Non ci sono piogge da tre mesi

La siccità fa paura

Le ultime precipitazioni “utili” risalgono

alla fine di ottobre e le previsioni non mettono acqua

Livelli dei laghi sotto media, i problemi veri in primavera

Pioggia e neve al Centro Sud, sole e gelo al Nord, risultato: riserve d’acqua scarse da noi, come certifica la fotografia degli invasi italiani in questo gennaio 2019 scattata dall’Anbi, l’associazione dei Consorzi di bacino.

Per trovare l’ultima pioggia”utile” caduta in città bisogna andare indietro di qualche mese, fino alla fine di ottobre quando il caldo anomalo e le precipitazioni abbondanti hanno creato non pochi problemi e danni (quelli per i quali la Regione Lombardia ha messo a disposizione le risorse economiche proprio in questi giorni). Le sorgenti stanno calando, in un andamento naturale rispetto al periodo, con quantitativi adeguati grazie soprattutto alle piogge di ottobre e alle temperature sopra le medie registrate allora, ma se non dovessero esserci nevicate o piogge significative nei prossimi mesi verrebbero a mancare le coperture e dunque si rischierebbero seri problemi di approvvigionamento.

Le conferme dello stato di siccità, oltre che dall’osservazione diretta, arrivano anche dall’Anbi, l’associazione dei Consorzi di bacino che evidenzia la scarsa portata del fiume Po, «inusuale per questa stagione - scrive in una nota -: analogamente i livelli idrici dei laghi di Como e d’Iseo sono sotto la media, mentre scendono anche quelli del lago Maggiore. Mentre al Sud i bacini segnano mediamente dati di riempimento largamente superiori allo scorso anno».
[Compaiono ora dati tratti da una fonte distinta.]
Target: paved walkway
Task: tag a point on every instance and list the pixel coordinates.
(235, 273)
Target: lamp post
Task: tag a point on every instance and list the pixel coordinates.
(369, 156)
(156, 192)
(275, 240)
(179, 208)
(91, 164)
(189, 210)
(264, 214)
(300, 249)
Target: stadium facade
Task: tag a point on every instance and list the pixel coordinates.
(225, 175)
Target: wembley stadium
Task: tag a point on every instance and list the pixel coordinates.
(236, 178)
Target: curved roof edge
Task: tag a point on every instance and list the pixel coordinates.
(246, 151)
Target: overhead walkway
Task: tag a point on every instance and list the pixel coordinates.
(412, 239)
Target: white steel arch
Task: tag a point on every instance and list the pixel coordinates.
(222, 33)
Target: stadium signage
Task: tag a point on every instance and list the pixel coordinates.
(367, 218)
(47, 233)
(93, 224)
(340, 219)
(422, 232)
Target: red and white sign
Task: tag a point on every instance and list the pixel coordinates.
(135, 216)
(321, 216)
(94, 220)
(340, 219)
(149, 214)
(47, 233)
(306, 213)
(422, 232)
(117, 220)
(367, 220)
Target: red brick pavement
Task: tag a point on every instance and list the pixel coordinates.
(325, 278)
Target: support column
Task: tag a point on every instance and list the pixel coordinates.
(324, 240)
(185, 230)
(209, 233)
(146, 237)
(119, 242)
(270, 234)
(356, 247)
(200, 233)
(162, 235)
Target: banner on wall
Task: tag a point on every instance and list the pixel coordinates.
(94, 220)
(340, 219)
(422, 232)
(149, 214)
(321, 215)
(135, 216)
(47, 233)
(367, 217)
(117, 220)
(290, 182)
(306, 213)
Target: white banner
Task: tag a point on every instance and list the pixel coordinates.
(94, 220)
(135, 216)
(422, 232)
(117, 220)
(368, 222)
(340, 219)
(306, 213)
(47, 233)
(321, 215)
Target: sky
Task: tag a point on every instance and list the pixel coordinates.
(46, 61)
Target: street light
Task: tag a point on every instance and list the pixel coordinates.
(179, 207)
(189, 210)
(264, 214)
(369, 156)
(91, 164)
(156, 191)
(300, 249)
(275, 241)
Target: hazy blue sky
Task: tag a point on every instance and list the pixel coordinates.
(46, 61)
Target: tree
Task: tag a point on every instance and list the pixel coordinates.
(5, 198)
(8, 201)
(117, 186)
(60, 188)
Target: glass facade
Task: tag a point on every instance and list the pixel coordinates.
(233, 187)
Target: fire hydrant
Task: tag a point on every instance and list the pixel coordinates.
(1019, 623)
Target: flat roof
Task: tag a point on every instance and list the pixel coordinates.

«La situazione è preoccupante soprattutto in previsione dei mesi più caldi - commenta il presidente dell’Anbi Francesco Vincenzi -: per ora la campagna riposa ma, in assenza di manto nevoso, rischiamo di non avere riserve idriche per i momenti di necessità. Per evitare il ripetersi di simili situazioni, chiediamo al ministero delle Infrastrutture e Trasporti che al più presto siano evase le necessarie burocrazie per aprire i cantieri dei 30 progetti finanziati nell’ambito del Piano nazionale invasi».